TummelVision 50: Umair Haque on tummeling our way to a new kind of capitalism


Episode Notes

This week on Tummelvision Umair Haque talks with us about his book The New Capitalist Manifesto, the imbalanced state of the union, Silicon Valley’s disruption deficit disorder, and much, much more.

Umair is an old pal of the tummel-crew. Four years ago when I first met Umair  we both had a meeting of the minds on the fundamental shifts impacting business and culture in a networked world.  Our major rant at the time was that this is much bigger than new technology and a new distribution channel.  People were missing the point that social software and the social web are changing the rules – they are empowering individuals and groups and slicing into old economic models. This still holds true today.  Most businesses are still trying to slam the proverbial square peg in a worn out old round hole while missing the fact that the hole is not round anymore and the peg – well it is now comprised of lots of little pegs [ok -done beating a dead metaphor].

Umair  has been shaking things up with his great blog over at HBR and has just published his new book The New Capitalist Manifesto where he lays out many of these fundamental changes. We are proud that Tummeling fits right into the midst of it all.   Please join us this Thursday for our live chat and podcast where we discuss Tummeling Capitalism – two words that many people might think are at odds with each other when in reality they go together like peanut butter and chocolate!

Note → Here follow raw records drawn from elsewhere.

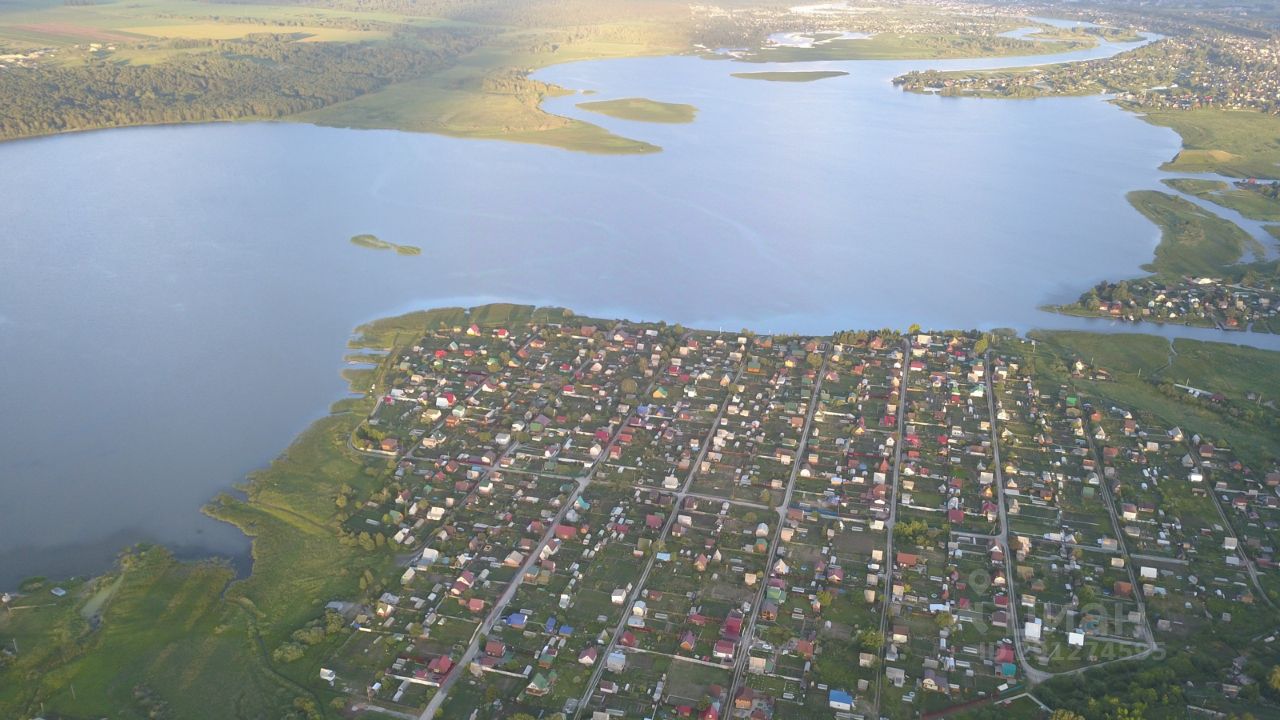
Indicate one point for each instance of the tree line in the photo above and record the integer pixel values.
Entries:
(263, 76)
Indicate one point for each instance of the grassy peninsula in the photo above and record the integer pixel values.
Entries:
(1253, 201)
(1193, 241)
(164, 638)
(643, 109)
(375, 242)
(800, 76)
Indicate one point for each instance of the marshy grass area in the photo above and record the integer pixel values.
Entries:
(641, 109)
(375, 242)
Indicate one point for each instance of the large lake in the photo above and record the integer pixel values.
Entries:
(174, 301)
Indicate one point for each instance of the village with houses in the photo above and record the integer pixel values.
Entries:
(609, 519)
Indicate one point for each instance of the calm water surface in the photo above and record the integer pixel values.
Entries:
(174, 301)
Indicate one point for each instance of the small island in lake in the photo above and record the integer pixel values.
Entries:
(643, 109)
(374, 242)
(784, 76)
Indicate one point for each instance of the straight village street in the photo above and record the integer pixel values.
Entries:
(607, 519)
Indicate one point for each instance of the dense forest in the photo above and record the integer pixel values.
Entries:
(261, 76)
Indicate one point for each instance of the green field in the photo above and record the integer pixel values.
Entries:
(1233, 142)
(176, 638)
(805, 76)
(643, 109)
(1193, 241)
(1251, 204)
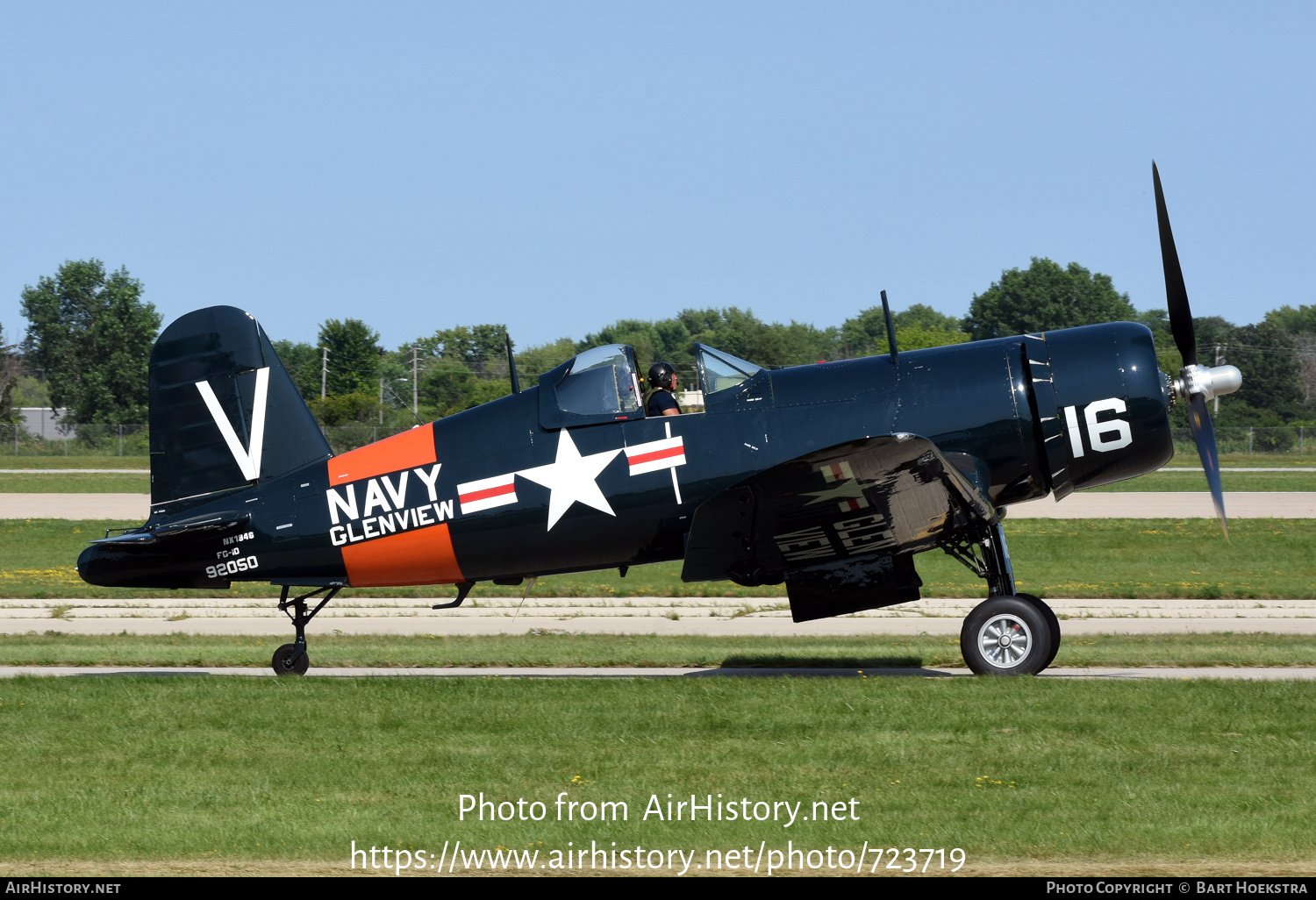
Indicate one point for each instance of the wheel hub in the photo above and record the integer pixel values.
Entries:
(1005, 641)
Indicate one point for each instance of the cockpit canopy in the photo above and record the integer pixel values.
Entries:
(602, 384)
(597, 386)
(719, 370)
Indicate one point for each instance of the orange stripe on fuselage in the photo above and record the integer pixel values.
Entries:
(413, 447)
(420, 557)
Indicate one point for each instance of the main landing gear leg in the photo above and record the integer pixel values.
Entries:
(291, 658)
(1008, 633)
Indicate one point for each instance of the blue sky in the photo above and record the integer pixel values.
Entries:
(557, 166)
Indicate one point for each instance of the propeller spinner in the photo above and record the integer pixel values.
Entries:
(1195, 383)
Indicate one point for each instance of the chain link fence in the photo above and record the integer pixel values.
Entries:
(75, 439)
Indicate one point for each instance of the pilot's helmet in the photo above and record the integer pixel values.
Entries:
(660, 375)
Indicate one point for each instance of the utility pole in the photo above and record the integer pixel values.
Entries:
(382, 354)
(415, 382)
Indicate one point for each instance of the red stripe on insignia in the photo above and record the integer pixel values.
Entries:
(497, 491)
(658, 454)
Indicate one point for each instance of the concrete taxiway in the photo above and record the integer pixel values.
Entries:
(1295, 674)
(712, 616)
(1132, 504)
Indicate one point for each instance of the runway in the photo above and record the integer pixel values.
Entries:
(1295, 674)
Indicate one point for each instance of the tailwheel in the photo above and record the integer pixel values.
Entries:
(1007, 636)
(292, 658)
(290, 661)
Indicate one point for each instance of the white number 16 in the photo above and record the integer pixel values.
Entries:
(1121, 434)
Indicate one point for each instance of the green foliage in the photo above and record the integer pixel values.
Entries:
(1294, 321)
(1045, 296)
(345, 408)
(92, 336)
(303, 363)
(918, 328)
(542, 358)
(481, 347)
(353, 355)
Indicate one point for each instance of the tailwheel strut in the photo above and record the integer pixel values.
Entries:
(291, 658)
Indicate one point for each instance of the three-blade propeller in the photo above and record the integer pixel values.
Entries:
(1197, 383)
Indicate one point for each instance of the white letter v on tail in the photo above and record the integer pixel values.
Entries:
(249, 460)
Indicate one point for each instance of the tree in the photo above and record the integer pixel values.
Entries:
(353, 357)
(92, 334)
(1045, 296)
(481, 347)
(303, 363)
(1302, 325)
(1265, 355)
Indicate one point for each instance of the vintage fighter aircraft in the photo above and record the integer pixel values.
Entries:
(828, 478)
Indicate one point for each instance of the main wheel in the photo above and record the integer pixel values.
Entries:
(283, 663)
(1005, 636)
(1052, 621)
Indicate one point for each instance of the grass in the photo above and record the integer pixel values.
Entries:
(1294, 479)
(641, 650)
(1047, 773)
(1190, 458)
(71, 462)
(1058, 558)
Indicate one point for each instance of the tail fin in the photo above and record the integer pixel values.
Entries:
(223, 411)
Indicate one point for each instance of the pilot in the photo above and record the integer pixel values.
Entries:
(662, 386)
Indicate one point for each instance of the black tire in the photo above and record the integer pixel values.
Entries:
(1005, 636)
(1050, 620)
(283, 663)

  • Without him making endorsement per se, and more for a baseline to start the conversation with, I would be interested in hearing which software companies/apps he thinks match the ‘The New Capitalist Manifesto’ best.

    Ex: Google Voice offers free, unlimited, send/receive SMS, kicking the legs out from under the telcos cash cow – Is that the best example of a web being disruptive right now? If not, what is?

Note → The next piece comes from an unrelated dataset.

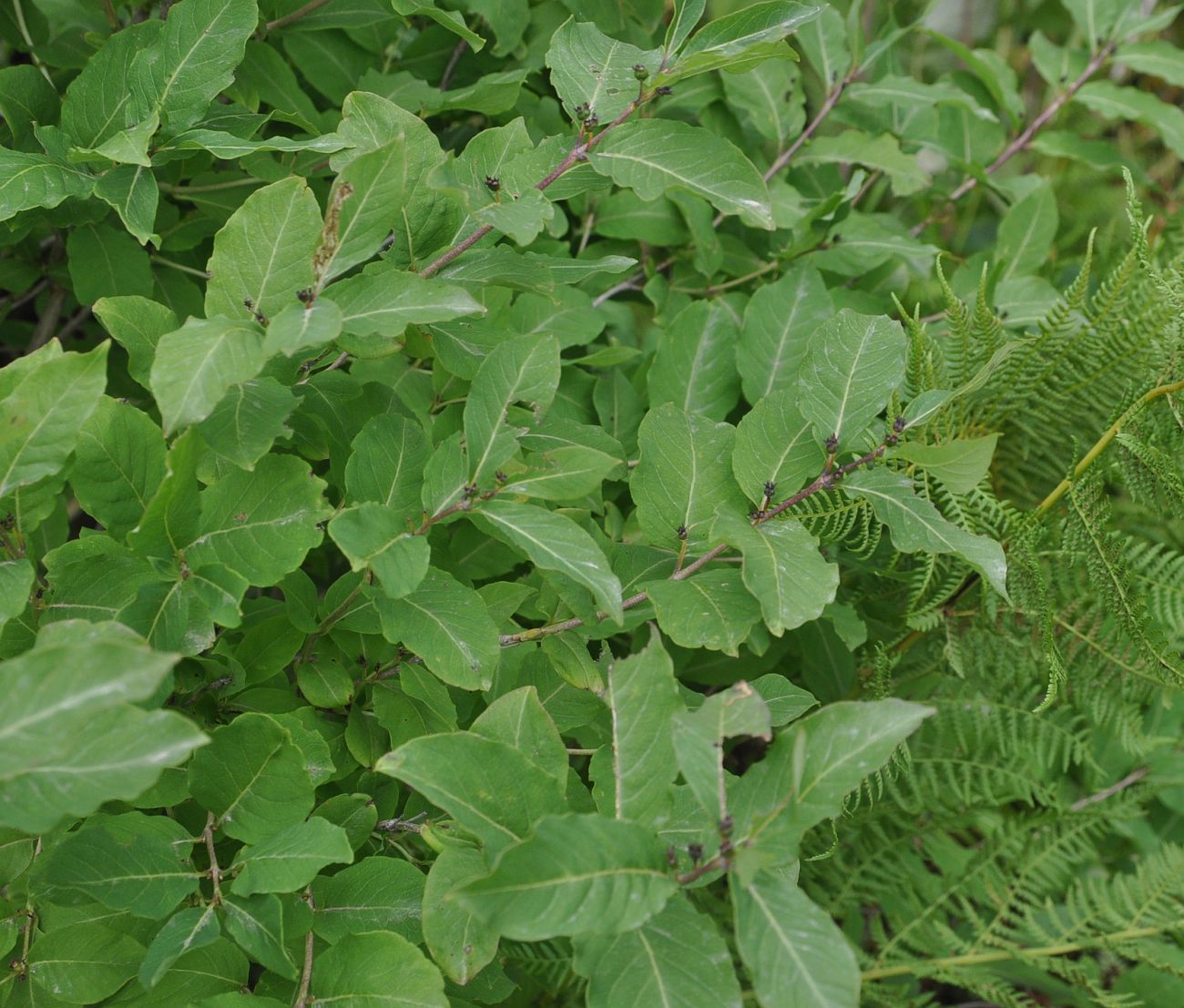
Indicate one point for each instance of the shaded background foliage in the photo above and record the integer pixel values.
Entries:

    • Thanks Todd. We’ll definitely ask him. I hope you can join us live tomorrow night 8pmPST in the chat room.

  • Hello Mr. Haque,

    I would like to know what you think about the future shape of the labour markets? From the “value-cycle” discussion in the book, creating ‘value conversations’ with “deliberative” decision processes made by consumers for “strategic agility” it sounds like –please do correct me–:
    – stripping out levels of employees
    – those employees within businesses will need higher levels of education bc they will be required to be more ‘creative’ or ‘conceptual’ professionals (Pink, Florida like) and
    – therefore there should be an expectation of higher wages
    – businesses will be smaller overall, even the largest corporations

    so, it sounds like gut wrenching structural adjustment that’s required by the labour market with lower employment levels in the shorter to medium term where’s the money not only for education, retraining, going to come from, but wages?

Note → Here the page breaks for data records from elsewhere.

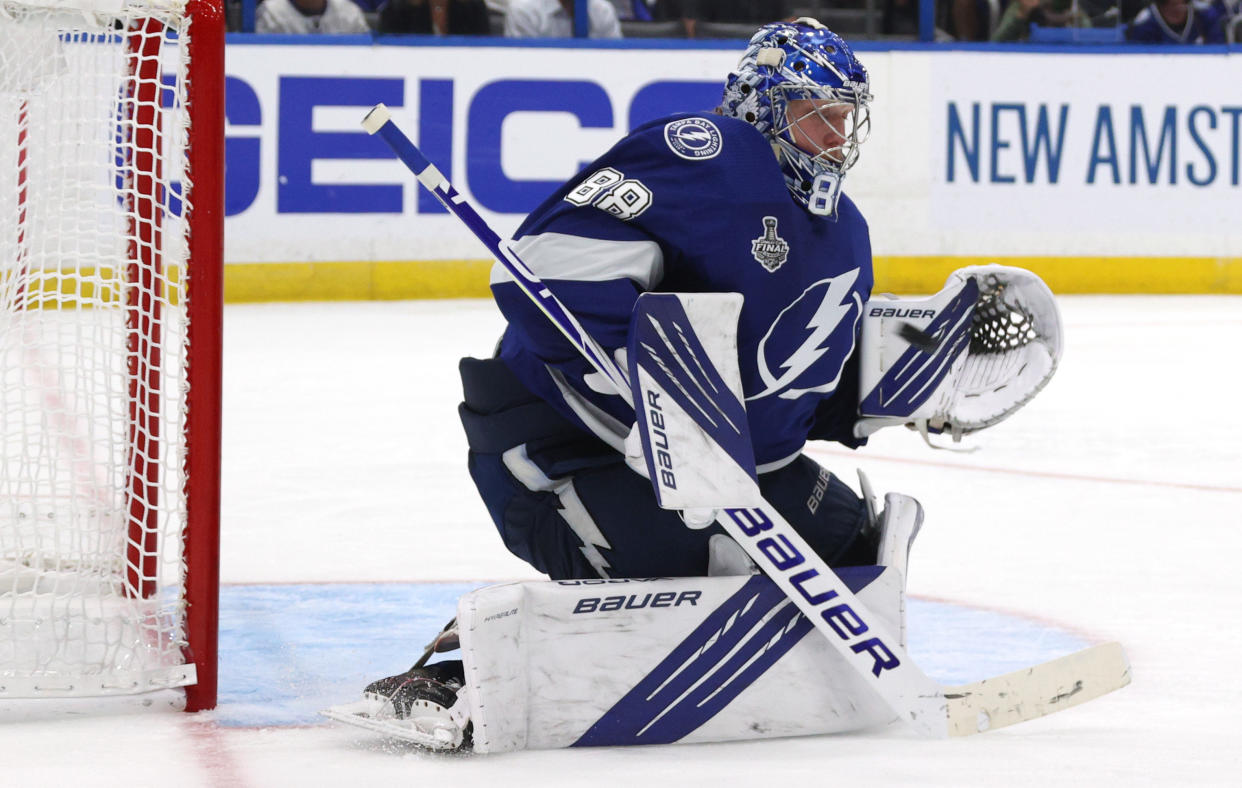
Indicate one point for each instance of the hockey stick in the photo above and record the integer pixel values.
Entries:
(932, 709)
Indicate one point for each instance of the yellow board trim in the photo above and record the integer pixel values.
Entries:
(357, 281)
(467, 279)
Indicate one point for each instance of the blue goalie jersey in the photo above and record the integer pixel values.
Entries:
(696, 203)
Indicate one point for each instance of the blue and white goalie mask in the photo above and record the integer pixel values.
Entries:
(800, 85)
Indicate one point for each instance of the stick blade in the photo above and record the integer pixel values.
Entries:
(1037, 691)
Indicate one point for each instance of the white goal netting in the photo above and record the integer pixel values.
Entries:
(92, 347)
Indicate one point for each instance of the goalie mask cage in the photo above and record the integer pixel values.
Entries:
(111, 257)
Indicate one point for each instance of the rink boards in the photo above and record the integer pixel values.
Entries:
(1016, 155)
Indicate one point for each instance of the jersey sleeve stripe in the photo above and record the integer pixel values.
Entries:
(558, 256)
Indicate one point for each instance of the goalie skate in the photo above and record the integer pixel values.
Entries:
(420, 706)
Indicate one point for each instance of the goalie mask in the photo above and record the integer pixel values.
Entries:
(801, 86)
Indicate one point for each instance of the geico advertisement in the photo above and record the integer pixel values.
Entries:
(506, 126)
(971, 153)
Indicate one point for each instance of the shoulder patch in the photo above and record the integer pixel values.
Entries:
(693, 138)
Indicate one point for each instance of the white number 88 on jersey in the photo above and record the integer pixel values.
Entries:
(611, 192)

    Don’t get me wrong, I love the idea of it. Definitely behind you, but can you talk about what needs to happen with the labour market? Are shorter work hours and flexible work conditions inherent in this?

    thanks, @ann_lytical

  • Hello Mr. Haque,

    I’m Joshua Munnilal, Gin member with the Global Information Network. Consider this your personal GIN invitation from me. If you’re anything like I was, you’re looking for an opportunity to get connected with some very affluent, wealthy and successful people… Well this is a great opprotunity for anyone to have be or do anything they desire! My question is do you believe the g.i.n. is the life experience?(You can also check out the ktradioshow)

  • Don’t mean to ask too much, but on conducting business in a non-exclusionary and (from your book) “competitive philosophy” manner: would country policy makers do well to run national economies in the same way for the 21st century as they all hope to build ‘knowledge economies’ to drive economic growth? Is there any country running their economy close to this idea? Does the US’s “winning the future” agenda meet this?

    Thanks, Ann

  • Myers

    if I were on your committee & the NCM were the thesis before us, my questions might be..

    1 Why “manifesto”? In market up to it’s hind quarters in Manifestos, why weaken your brand by making Red Bull into weak tea with an oversold term?
    2 You’ve mentioned Institutional Innovation at several points, why build a central support on this apparent contradiction? Spinoza might as well have been discussing institutions when he said ‘All things long to persist in their being” Institutions attain longevity by mitigating change. The PhD itself is institutional innovation, requiring Terra Nova for each fresh contribution, yet experience tells us that this new made ground is as stable as the made land in San Francisco…ie given to liquefaction in an quake or social change.
    3 The principle gift of post structuralism and other modes of late capitalist thinking might be expressed as showing the intelectual poverty of a single great anything that would contain everything, this would seem to argue directly against many of your points of incorporating delta or rate of change or even active time series into existing dynamics. How do you square this circle?

    Mix & Match a response as need be.